Ishtar: Elaine May’s Metatextual Odyssey into Geopolitics and the Artistic Process

“Why didn’t you try to recruit me as a communist? Wasn’t I good enough?” mewls Chuck Clarke (Dustin Hoffman), moving in equally wild and feeble fashion, to Shirra Assel (Isabelle Adjani). It’s one of Ishtar’s funniest lines (though there are many), indicative of its defining features: Through its birds-eye focus on the inept, pitiful Chuck and Lyle (Warren Beatty)—their intermittent suspicions of each other; their enduring, delusional musical dreams—Ishtar renders the U.S.’s interventionist political machinations as madcap and pathetic. The false promise of international stardom, its presupposition as the vehicle for freedom by Chuck and Lyle, reveals international power plays as similarly frivolous.
With 1987’s Ishtar, writer/director Elaine May wielded her repertoire—a collection of incisive, sharp satires; works that display a keen observation of masculinity—to cast the middle-aged Hoffman and Beatty against type in her first big-budget studio film. Ishtar’s subsequent negative publicity, which permanently derailed May’s directing career, perhaps suggests that this audacious choice—daring to cast the widely known everyman and debonair as a slinging duo of shoddy lounge singers with astronomic ambitions—was the biggest crime of all.

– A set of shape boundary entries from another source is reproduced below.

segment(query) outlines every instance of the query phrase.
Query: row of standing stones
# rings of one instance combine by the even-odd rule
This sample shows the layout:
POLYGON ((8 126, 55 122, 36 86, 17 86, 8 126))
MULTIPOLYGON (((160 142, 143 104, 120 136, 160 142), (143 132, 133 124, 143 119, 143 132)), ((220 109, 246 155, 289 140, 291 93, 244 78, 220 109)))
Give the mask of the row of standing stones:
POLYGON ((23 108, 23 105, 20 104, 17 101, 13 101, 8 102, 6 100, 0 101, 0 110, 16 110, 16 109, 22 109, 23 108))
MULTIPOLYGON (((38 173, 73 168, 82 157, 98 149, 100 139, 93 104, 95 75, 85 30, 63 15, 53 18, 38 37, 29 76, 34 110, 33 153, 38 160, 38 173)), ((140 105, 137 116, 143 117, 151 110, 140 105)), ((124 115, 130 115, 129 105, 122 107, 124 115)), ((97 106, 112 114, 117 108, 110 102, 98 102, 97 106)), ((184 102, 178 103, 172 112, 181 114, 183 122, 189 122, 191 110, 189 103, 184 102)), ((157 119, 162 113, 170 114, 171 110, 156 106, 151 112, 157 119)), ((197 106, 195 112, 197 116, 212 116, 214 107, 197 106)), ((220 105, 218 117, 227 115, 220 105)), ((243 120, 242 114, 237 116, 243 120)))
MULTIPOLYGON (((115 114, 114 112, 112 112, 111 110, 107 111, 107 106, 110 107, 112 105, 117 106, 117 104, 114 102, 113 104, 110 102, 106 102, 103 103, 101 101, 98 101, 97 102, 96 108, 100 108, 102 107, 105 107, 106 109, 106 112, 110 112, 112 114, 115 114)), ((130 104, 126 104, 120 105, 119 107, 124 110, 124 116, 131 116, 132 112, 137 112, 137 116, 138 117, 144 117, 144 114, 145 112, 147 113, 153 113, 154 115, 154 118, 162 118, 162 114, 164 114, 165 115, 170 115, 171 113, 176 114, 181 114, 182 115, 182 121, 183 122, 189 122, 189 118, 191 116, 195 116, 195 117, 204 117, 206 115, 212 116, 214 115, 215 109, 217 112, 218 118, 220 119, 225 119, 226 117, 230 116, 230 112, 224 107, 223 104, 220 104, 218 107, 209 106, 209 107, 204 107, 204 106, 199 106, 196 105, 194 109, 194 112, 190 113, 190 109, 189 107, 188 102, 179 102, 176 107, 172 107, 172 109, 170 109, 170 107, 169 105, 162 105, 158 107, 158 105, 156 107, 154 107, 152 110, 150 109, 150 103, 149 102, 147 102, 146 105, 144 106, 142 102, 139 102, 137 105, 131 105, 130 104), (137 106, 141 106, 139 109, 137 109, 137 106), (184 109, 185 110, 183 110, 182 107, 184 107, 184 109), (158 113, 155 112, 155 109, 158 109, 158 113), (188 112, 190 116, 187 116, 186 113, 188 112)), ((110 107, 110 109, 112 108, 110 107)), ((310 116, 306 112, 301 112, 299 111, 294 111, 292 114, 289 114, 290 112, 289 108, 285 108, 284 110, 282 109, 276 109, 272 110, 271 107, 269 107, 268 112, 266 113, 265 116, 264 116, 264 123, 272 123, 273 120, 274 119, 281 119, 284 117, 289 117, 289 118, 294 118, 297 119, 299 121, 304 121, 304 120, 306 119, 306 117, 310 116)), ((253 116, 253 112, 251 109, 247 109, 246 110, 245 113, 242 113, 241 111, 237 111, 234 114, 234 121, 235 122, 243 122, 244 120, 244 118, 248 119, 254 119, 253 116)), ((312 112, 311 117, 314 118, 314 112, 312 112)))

But if Columbia Pictures understood May as a filmmaker, they’d know they couldn’t extricate May from her penchant for pathetic losers. Her manifold skills in tonal balance—between farce and tragedy, empathy and critique, her characters’ unpropitious dispositions and sunny desires—are all essential to her lens as a director. Ishtar balances this all while also being a searing study of conflicting ambitions, along both personal and political axes. Ironically, Ishtar’s signifiers mirror its own turbulent production. Ishtar’s production is a case study in the antagonism between the artistic project and the larger, controlling committee of enterprise, its filming and postproduction sullied by a continued undercutting of May’s creative control, from camera placements and editing to the studio’s mum publicity.
As May said in an interview at the time, the U.S. was “all over the Middle East,” so she figured she’d write a film about “two schmucks with ambitions who went to a country where we were.” In Ishtar, Chuck and Lyle’s failed efforts at local open mic nights mar their Simon & Garfunkel-esque dreams. This isn’t because they’re merely poor performers; they’re actually talentless. They’re downright terrible. May’s portrayal of their lofty artistic hopes is not reliant on trite ideas of relentless perfectionism or abusive mentorship (think contemporary illustrations of artistic pursuit in Black Swan and Whiplash) but encompasses something more complicated, in which Chuck and Lyle’s musical obsession is an instrument through which May ruminates on the artistic process.
The process, it turns out, is one rife with berserk antics, tender homosocial affection and periodic flurrying distance—perhaps not entirely unlike Ishtar’s own. Think of May’s own conflicts with cinematographer Vittorio Storaro, known for his collaborations with Bernardo Bertolucci and Francis Ford Coppola on such films as The Conformist and Apocalypse Now. May and Storaro often disagreed on camera subjectivity; May sought to maximize comic effect, while Storaro prioritized traditional cinematographic composition. Beatty, also the film’s producer, often took Storaro’s side, with Hoffman later recalling that May “probably felt ganged up on.”
The camerawork, the cut, the marketing all were precarious, and yet May’s trademark sardonic wit and silly-sweet empathy remain. Perhaps May recognized the reflective absurdity of depicting two buffoons with delusional artistic ambitions caught in the crosshairs of larger structural power plays.